Small towns have a reduced number of ‘apellidos’. Here in my town, we have Flores, García, Gonzalez, Haro and a couple more. I had an employee called Paco Flores (Paco is really Francisco) and one day I went down to the bank to pay him something. The manager looked pityingly at me, ‘there’s twenty six Francisco Flores with accounts here’, he said. Turned out later that my chap wasn’t one of them anyway, being called Francisco-José Flores instead.
Spaniards, like the Welsh who apparently all share the same surname, are obliged to invent different nicknames, or just use different variations of their first name. Francisco can be Franco, Francis, Pancho, Paco, Paquito, Frasquito, Ico and Fran. Actually the most famous Pancho of them all, Pancho Villa, was really called Doroteo. Who would have guessed?

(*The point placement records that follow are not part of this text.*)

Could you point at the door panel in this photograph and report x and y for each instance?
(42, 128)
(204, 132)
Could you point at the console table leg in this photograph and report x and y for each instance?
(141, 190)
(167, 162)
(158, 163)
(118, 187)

A friend called Diego has a sure-fire solution to his poor memory for names. He calls all the men ‘León’ and all the women ‘Guapa’ – Lionheart and My Pretty. It’s so much more elegant than the British ‘Ahhh, this is Errr-um…’ And then the Brits expect us to know the names of their children and their dogs as well.
Until ‘La Democracia’ arrived in 1975, you had to call you child by a nice Christian saint’s name, or two would be even better. Sometimes a boy’s name followed by a girl’s (which isn’t generally worth making fun of, unless you can show a good turn of speed). Like José María. Or, of course, María José. I can’t see those names working at my old school, even though, since my day, it’s apparently gone co-educational.
So here in Spain your married parents are separately named (father's name) (mother's name) and you legally take their two first surnames to make up your own set. You may use just your father’s name in the street or, both, or indeed, if your father’s name is a bit humdrum, then you can use your mother’s surname. Take our president for example. He’s called José Luis Rodríguez Zapatero. He uses his mother’s surname. However, his kids won’t technically be able to call themselves ‘Zapatero’ which is a bit of a swizz. They’ll probably use it anyway.
Spaniards, for their part, are confused about us having two first names and one surname, which the ladies among us will change on getting married. Same surname? They sometimes confuse us as brother and sister.
If you are called Juan and you bump into another Juan, you’ll call him ‘Tocayo’ which means ‘namesake’, which in English, as far as I know, doesn’t work. Of course, I’ve never met another Lenox.